DOI: 10.1002/alz.077979 ISSN: 1552-5260

A Phase 2a proof‐of‐concept double‐blind, randomized, placebo‐controlled trial of nicotinamide in early Alzheimer’s disease

Joshua D. Grill, Steven Tam, Gaby Thai, Aimee Pierce, Kim N Green, Daniel L Gillen, Edmond Teng, Sarah Kremen, Maryam Beigi, Robert A Rissman, Gabriel Leger, Jing Zhang, Shelia Jin, Karen Messer, Howard H. Feldman
  • Psychiatry and Mental health
  • Cellular and Molecular Neuroscience
  • Geriatrics and Gerontology
  • Neurology (clinical)
  • Developmental Neuroscience
  • Health Policy
  • Epidemiology



Nicotinamide is a co‐enzyme involved in cellular oxidation‐reduction reactions that can act as an inhibitor of the class III histone deacetylases (HDACs), or sirtuins. HDAC inhibition may have myriad therapeutic pathways, including reducing phosphorylation of tau.


We performed a randomized, placebo‐controlled, Phase 2a proof‐of‐concept trial to evaluate the safety and tolerability of nicotinamide, and its effects on change in cerebrospinal fluid (CSF) levels of tau phosphorylated at threonine 231 (p‐tau231) and other Alzheimer’s disease (AD) biomarkers and clinical measures in participants with early AD (Mild Cognitive Impairment or mild dementia) as confirmed by CSF biomarkers. We tested whether 1500 mg BID nicotinamide was superior to placebo in reducing CSF p‐tau231 (primary outcome), with secondary outcomes of p‐tau181, total tau, amyloid beta 40 (Ab40), Ab42, ADAS‐cog13, ADCS‐ADL‐MCI, and CDR‐SB.

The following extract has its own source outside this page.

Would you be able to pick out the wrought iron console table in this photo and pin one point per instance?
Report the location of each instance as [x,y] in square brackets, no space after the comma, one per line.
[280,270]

Arms were well balanced for demographic and clinical characteristics (Table 1). Of 47 participants enrolled, one dropped out prior to treatment initiation and six dropped before completion, 2 in the nicotinamide and 4 in the placebo arm. Nicotinamide was well‐tolerated; adverse events were largely balanced by study arm, with few attributed to treatment. There was no statistically significant benefit of nicotinamide on the primary outcome of change in CSF p‐tau231 (ANCOVA; estimated mean difference in change between arms = 2.06, std. error = 4.03; p = 0.61), although the observed mean decline in CSF p‐tau231 was greater in the nicotinamide arm (‐4.7±14.5) than in the placebo arm (‐2.3±10.6; Table 2). No significant effects of treatment were observed on secondary biomarker outcomes (CSF p‐tau181, Ab40, Ab42, and total tau) in similar models (all p‐values>0.05), although observed mean changes in CSF p‐tau181 (0.4±29.8 vs 10.4±41.8) and total tau (8.4±228.6 vs 60.5±237.5) favored nicotinamide compared to placebo. Nicotinamide was associated with significantly less change on CDR‐SB (MMRM; estimate = ‐1.42, std. error = 0.65; p = 0.03), but not on cognitive (ADAS‐cog; estimate = ‐1.93, std. error = 1.93; p = 0.32) or functional (ADCS‐ADL‐MCI; estimate = ‐3.10, std. error = 1.86; p = 0.10) assessments. No adjustments for multiple comparisons were performed.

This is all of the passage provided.